July is usually a pretty quiet month for football clubs with the countdown on to the new season. In his regular monthly Huddersfield Town review, Huddersfield Hub sports editor STEVEN DOWNES doesn’t know where to start with a tumultuous month for the Terriers…

Huddersfield Town lost its head coach, fans were told the club is losing £10 million a year, two of its best players left for play-off conquerors Nottingham Forest… and the season kicked off with a home defeat to Burnley.

Having sifted through this overwhelming negativity I shall look to find the positives in the month of July. I’m sure I’ll find some. Somewhere. Probably.

On July 7 Carlos Corberan decided he no longer wanted to be Huddersfield Town’s head coach. Whatever his reasons, it certainly wasn’t good timing just three weeks before the season.

Coach Danny Schofield was promoted to the top job and had a huge task on his hands. With a late finish to last season with the play-off final and an earlier start due to the winter World Cup, it has left the squad woefully short on both fitness and tactical work on the training field for the start of this campaign. Every other club has had an extra three weeks to prepare.

Danny Schofield

The long transfer saga of Lewis O’Brien and Harry Toffolo hasn’t helped matters either with fans getting frustrated. Forest seemed to be toying with us to make May’s final defeat niggle a little more.

All I will say is if they didn’t want to be here, then the sooner they went the better. I’m glad it’s over, although I feel slightly uneasy in how much we actually got for both of them, reportedly £10 million for the pair, which in today’s football world isn’t an amazing deal by any stretch of the imagination. 

Moving deeper into off-the-field matters and current CEO and former chairman Dean Hoyle released a statement on the club’s website READ HERE where he explains the financial stability of the club. This has been welcomed and is long overdue.

Dean seems to be in it for the short to medium term and, in a subsequent Radio Leeds interview, he hinted that whilst he doesn’t want to be chairman for another 14 years like previously, he is happy to maintain the club’s stability over the next few years until a buyer with significant investment can come along and buy it 100%.

I very much doubt we’ll ever see the model of dual owner that we have just had, with Dean again. 

Dean would like the club to only lose £3 million a year, and that will be hard work coming from the previously stated £10 million yearly loss. He did say that player sales such as O’Brien and Toffolo would reduce it to £5 million. 

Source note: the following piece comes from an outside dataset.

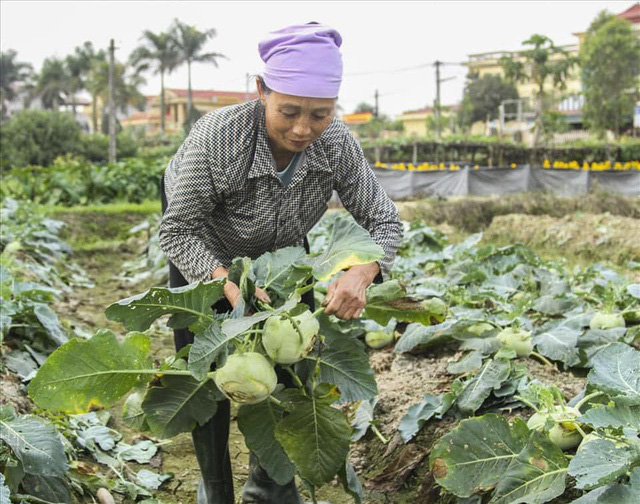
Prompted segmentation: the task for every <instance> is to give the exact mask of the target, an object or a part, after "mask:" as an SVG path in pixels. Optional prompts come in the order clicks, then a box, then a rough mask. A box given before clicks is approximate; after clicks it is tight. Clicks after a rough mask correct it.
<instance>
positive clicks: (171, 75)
mask: <svg viewBox="0 0 640 504" xmlns="http://www.w3.org/2000/svg"><path fill="white" fill-rule="evenodd" d="M633 4H634V2H633V1H577V0H574V1H545V2H543V1H491V2H489V1H478V0H475V1H451V0H450V1H447V2H444V1H440V2H436V1H422V2H419V1H414V2H403V1H398V0H396V1H379V2H373V1H336V2H329V1H325V2H314V1H308V2H306V1H295V2H285V1H278V2H276V1H261V2H249V1H247V2H242V1H233V2H216V1H180V2H178V1H132V0H128V1H81V2H78V1H64V2H63V1H44V2H38V1H28V0H20V1H10V0H2V1H1V2H0V47H1V48H2V51H6V50H8V49H14V50H16V51H17V53H18V58H17V59H18V61H26V62H29V63H31V64H32V65H33V66H34V68H35V69H36V70H39V69H40V67H41V65H42V62H43V61H44V59H46V58H47V57H51V56H57V57H64V56H66V55H67V54H70V53H72V52H73V50H74V48H75V47H76V46H79V45H81V44H83V43H84V42H85V41H87V40H89V41H91V42H93V44H94V46H96V47H103V48H105V49H106V48H107V47H108V45H109V40H110V39H111V38H113V39H114V40H115V44H116V48H117V50H116V59H118V60H119V61H125V60H126V59H127V57H128V56H129V54H130V53H131V52H132V51H133V49H134V48H135V47H136V46H138V45H140V43H141V40H140V37H141V36H142V33H143V31H144V30H151V31H153V32H162V31H165V30H167V29H168V28H169V27H170V25H171V23H172V21H173V20H174V19H175V18H178V19H180V20H181V21H183V22H185V23H188V24H191V25H194V26H196V28H198V29H200V30H205V29H210V28H215V30H216V32H217V34H216V37H214V38H212V39H211V40H210V41H209V42H208V44H207V46H206V50H207V52H218V53H222V54H224V55H225V56H226V59H221V60H220V63H219V66H218V68H216V67H214V66H213V65H211V64H196V65H194V67H193V69H192V82H193V87H194V89H216V90H224V91H245V89H246V84H247V79H246V75H247V74H249V75H255V74H259V73H261V71H262V68H263V63H262V61H261V60H260V58H259V55H258V51H257V46H258V42H259V41H260V40H261V39H262V38H263V37H264V35H266V34H267V33H268V32H269V31H272V30H277V29H279V28H283V27H285V26H288V25H292V24H303V23H307V22H309V21H316V22H320V23H323V24H327V25H329V26H332V27H333V28H335V29H337V30H338V31H339V32H340V34H341V35H342V38H343V44H342V47H341V50H342V55H343V62H344V76H343V81H342V86H341V89H340V96H339V105H340V106H341V107H342V110H343V111H344V112H345V113H348V112H352V111H353V110H354V109H355V108H356V106H357V105H358V104H359V103H361V102H368V103H371V104H373V102H374V94H375V92H376V90H378V93H379V106H380V112H381V113H383V114H387V115H389V116H391V117H395V116H397V115H399V114H401V113H402V112H403V111H406V110H415V109H419V108H422V107H425V106H431V105H432V104H433V101H434V99H435V94H436V84H435V69H434V67H433V62H434V61H436V60H439V61H443V62H447V63H452V64H451V65H447V66H444V67H441V79H447V78H450V79H449V80H447V81H446V82H443V83H442V84H441V100H442V103H443V104H453V103H458V102H460V100H461V98H462V93H463V89H464V83H465V75H466V73H467V72H466V68H465V67H464V66H462V65H461V64H460V63H463V62H465V61H468V55H469V54H475V53H482V52H490V51H497V50H517V49H520V48H522V42H523V41H524V40H526V39H527V38H529V36H531V35H532V34H534V33H540V34H543V35H546V36H548V37H550V38H551V39H552V40H553V41H554V43H555V44H556V45H564V44H575V43H577V38H576V37H575V36H574V35H573V34H574V33H576V32H584V31H586V29H587V28H588V26H589V23H590V22H591V21H592V20H593V19H594V18H595V16H596V15H597V14H598V13H599V12H600V11H602V10H608V11H609V12H612V13H614V14H618V13H620V12H622V11H624V10H626V9H627V8H629V7H631V6H632V5H633ZM145 76H146V78H147V84H146V85H144V86H142V88H141V91H142V92H143V93H144V94H147V95H158V94H159V92H160V78H159V76H157V75H152V74H146V75H145ZM165 83H166V86H167V87H176V88H186V87H187V71H186V66H184V67H181V68H179V69H177V70H176V71H174V72H173V73H172V74H170V75H168V76H166V77H165ZM250 88H251V89H255V85H254V84H253V82H252V83H251V84H250Z"/></svg>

The link to his radio interview is HERE and I will leave you to make your own judgement on what was said but, for my own personal opinion, I’ve always been a fan of Dean. That’s not to say I haven’t criticised some of his decisions, however I’d rather an owner like him than the ones at Reading, Birmingham and previously at Derby. 

We have to accept that we are a selling club and that means finding new ways to attract talent. One positive to come out of July is the signing of Jack Rudoni from AFC Wimbledon.

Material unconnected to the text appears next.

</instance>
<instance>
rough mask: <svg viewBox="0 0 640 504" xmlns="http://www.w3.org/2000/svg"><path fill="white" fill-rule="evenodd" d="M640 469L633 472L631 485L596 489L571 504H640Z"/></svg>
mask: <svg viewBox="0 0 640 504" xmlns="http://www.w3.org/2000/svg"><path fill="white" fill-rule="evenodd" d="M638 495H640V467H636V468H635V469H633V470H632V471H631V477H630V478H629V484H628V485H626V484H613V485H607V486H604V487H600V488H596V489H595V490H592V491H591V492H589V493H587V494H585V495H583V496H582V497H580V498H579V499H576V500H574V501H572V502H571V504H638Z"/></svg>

He scored 12 goals for them in league 1 last year from an attacking midfield position and that is good going in what was a relegation season for them. Buys like these are smart and the more Town can focus on making these sort of moves in the market, the better.. 

I also believe this mentality can be harnessed with the coaching set up too and whilst Schofield is inexperienced in the fact he hasn’t been the main man before, the club trusts him enough to lead the team forward.

He also had to be convinced to stay at the club on the day of the final as he had received an offer from a club in Belgium to go and work there.

 

Lewis O’Brien

The season’s first game was against Burnley at the John Smith’s Stadium. The newly-relegated Clarets have former Man City captain Vincent Kompany in charge. Kompany has definitely brought an element of sexy football to Turf Moor as their style of play is visibly different to what it was under previous boss Sean Dyche. 

Town simply didn’t turn up on the night, with players blowing after 40 minutes, the opposition’s midfield running riot and our left hand side of Ruffels and Koroma being opened up easier than a tin of beans.

There is lots to work on for Schofield if Town are to have just as good a season as the last one. Or even an average one.

We’ll see how August goes but we need to start picking up points and quick otherwise Schofield and the board might be hearing from the fans sooner than expected.